For ws:// everything works perfectly. I use the websockets package on my client side to set up a connection to the server (which runs Channels as an ASGI server). But when I shift to wss:// and start running the client, then ... nothing happens for 60s, after which I get an error message stating: "SSL handshake is taking longer than 60.0 seconds: aborting the connection"
My Daphne server is running on localhost with standard port 8000.
Starting ASGI/Channels version 2.2.0 development server at http://127.0.0.1:8000/
Quit the server with CONTROL-C.
INFO - 2019-11-15 14:12:14,094 - django-main-thread - daphne.server[110] - HTTP/2 support not enabled (install the http2 and tls Twisted extras)
INFO - 2019-11-15 14:12:14,094 - django-main-thread - daphne.server[119] - Configuring endpoint tcp:port=8000:interface=127.0.0.1
INFO - 2019-11-15 14:12:14,095 - django-main-thread - daphne.server[150] - Listening on TCP address 127.0.0.1:8000
I understand that HTTP and HTTPS as well as TCP and TLS should run on different ports, but since I haven't found any hint on the Django Channels readthedocs website on it, I thought it might just miraculously handle both without any config necessary. I guess I am wrong?
The client-side connection is established like this:
ssl_context = ssl.SSLContext(ssl.PROTOCOL_TLSv1_2)
ssl_context.set_ciphers(get_allowed_ciphers())
ssl_context.verify_mode = ssl.CERT_REQUIRED
ssl_context.check_hostname = False
async with websockets.client.connect(
uri=url,
extra_headers=header,
ssl=ssl_context) as websocket:
await asyncio.gather(on_open(websocket), on_message(websocket))

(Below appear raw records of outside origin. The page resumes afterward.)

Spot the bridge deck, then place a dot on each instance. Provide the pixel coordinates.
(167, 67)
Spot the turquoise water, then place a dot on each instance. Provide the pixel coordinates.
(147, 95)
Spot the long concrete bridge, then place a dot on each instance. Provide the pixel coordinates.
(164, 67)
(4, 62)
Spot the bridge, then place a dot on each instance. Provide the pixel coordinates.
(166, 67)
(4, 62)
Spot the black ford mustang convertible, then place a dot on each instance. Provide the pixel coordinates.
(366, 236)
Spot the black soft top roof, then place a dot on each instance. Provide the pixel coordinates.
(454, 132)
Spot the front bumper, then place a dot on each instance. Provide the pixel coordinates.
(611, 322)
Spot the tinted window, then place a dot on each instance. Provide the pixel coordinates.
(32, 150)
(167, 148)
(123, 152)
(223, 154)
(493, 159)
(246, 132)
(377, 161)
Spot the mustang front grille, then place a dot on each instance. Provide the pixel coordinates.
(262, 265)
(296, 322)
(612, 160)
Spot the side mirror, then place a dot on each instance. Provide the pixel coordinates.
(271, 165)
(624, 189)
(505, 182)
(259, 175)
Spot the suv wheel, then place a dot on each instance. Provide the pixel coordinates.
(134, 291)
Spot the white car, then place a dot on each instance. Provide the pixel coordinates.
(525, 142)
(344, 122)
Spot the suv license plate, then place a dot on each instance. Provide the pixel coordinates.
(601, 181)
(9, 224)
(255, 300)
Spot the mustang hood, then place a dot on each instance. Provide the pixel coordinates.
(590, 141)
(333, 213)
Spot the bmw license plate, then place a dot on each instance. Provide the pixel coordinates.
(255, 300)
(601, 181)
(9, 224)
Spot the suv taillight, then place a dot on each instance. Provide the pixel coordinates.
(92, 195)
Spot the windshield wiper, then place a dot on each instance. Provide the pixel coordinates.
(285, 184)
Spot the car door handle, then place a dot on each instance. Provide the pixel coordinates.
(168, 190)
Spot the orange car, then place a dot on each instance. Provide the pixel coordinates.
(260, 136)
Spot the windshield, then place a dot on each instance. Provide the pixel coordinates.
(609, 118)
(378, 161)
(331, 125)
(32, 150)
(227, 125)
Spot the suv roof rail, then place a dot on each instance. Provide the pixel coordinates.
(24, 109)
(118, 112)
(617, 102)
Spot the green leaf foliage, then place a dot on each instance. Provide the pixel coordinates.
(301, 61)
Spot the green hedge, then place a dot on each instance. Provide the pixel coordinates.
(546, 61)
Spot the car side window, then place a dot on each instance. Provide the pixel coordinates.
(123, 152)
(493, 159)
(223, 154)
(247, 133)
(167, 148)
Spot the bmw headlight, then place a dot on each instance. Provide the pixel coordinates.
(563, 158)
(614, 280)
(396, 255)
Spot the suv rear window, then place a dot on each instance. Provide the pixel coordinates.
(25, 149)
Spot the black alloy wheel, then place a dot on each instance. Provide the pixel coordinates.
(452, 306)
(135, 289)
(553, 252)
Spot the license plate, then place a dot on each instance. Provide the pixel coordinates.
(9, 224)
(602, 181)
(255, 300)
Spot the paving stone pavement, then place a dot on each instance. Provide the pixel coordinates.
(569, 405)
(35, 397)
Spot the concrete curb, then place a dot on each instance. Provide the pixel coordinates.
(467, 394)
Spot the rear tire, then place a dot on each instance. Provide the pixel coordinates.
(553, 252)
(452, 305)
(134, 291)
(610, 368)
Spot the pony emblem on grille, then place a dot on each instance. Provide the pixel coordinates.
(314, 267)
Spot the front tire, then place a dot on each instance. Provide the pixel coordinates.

The on_open() and on_message() methods handle the opening of the socket and parsing incoming messages, respectively.
Now, I was actually expecting to be able to set an SSL context on the server side (using Channels) as well, but I haven't found one single example after many hours of research online. I rather see only examples where nginx is configured to listen to port 443 and pointing to the necessary certificates.
I thought Daphne was a production-ready server that can handle both HTTP(s) and WebSocket (ws and wss) requests. What do I need Nginx for?
That may seem like a stupid question, but I'm happy for any help here.